MonteQuest wrote:No, human population will crash to levels probably below natural carrying capacity due to our degree of overshoot.
That is the most likely outcome. However, natural carrying capacity is not a fixed number but a dynamic consept depending on countless variables. Hence, natural carrying capacity is unknown and unknowable.
It will not decline due to a dropping fertility rate as the Benign Demographic Transition is over.
Huh? BDT is not over but still continues - in some locations.
You confuse overshoot with exceeding carrying capacity. It would behoove you to grasp the difference. Otherwise, your statements become non-sensical.
Then I'm not the only one: "In ecology, overshoot occurs when a population exceeds the long term carrying capacity of its environment. The consequence of overshoot is called a crash or die-off.
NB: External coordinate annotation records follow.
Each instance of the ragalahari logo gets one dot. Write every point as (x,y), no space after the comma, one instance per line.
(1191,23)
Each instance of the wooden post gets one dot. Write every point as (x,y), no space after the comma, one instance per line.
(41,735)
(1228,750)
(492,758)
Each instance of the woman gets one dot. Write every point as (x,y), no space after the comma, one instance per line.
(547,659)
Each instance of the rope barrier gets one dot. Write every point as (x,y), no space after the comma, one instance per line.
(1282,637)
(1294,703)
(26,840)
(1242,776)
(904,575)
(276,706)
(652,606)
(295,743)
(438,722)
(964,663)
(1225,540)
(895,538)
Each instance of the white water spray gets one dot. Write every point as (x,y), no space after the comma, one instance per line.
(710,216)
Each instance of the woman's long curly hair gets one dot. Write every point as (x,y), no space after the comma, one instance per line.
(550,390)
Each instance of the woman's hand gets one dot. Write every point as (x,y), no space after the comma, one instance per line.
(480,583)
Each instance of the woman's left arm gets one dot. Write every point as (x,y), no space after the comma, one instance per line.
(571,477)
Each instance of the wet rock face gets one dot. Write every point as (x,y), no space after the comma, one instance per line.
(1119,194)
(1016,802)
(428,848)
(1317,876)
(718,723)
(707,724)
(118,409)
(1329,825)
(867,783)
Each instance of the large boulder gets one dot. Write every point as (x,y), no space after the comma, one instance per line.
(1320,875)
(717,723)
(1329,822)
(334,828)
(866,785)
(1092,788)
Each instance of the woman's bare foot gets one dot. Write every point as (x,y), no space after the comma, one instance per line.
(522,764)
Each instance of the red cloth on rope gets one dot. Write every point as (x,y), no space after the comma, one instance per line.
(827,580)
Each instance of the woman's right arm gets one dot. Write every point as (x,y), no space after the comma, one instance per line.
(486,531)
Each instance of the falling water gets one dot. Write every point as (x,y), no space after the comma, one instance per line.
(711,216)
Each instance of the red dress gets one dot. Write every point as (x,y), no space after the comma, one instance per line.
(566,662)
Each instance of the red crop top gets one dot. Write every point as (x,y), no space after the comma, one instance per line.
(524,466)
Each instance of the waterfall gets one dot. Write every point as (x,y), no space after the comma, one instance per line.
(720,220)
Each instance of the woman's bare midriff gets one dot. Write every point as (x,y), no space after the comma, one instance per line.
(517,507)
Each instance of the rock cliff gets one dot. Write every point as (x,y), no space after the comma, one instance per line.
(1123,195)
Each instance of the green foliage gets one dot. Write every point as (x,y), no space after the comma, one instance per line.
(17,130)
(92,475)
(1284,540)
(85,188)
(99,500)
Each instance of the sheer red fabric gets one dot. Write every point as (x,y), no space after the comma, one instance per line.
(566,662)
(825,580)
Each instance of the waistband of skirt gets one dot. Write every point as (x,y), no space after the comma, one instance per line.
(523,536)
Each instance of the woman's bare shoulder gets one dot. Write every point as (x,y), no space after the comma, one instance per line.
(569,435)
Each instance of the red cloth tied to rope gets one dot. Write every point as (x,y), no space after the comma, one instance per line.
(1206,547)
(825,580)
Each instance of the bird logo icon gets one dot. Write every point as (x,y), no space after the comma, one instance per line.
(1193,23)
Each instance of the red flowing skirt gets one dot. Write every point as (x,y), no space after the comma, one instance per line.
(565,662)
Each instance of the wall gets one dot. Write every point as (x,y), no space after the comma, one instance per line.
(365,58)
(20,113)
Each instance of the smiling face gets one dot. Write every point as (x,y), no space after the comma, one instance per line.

For a classic application of this concept to human experience, see Catton.[2]"
http://en.wikipedia.org/wiki/Overshoot
Catton himself defines the noun as: "The condition of having exceeded for the time being the permanent carrying capacity of the habitat."
So, could you please enlighten me, what is the difference?
As for permanent carrying capacity, that is the point of my criticism, it is a misleading concept as carrying capacity is a dynamic variable: e.g. human technocratic civilization by it's actions has been and keeps on eroding natural carrying capacity (biodiversity, fertility of soil etc.) at increasing speed, as you well know - and a radical paradigm change of not interfering with natural processes but allowing them and supporting them (e.g. natural farming, agroforestry etc.) would in turn increase the natural carrying capacity (something you seem to deny?).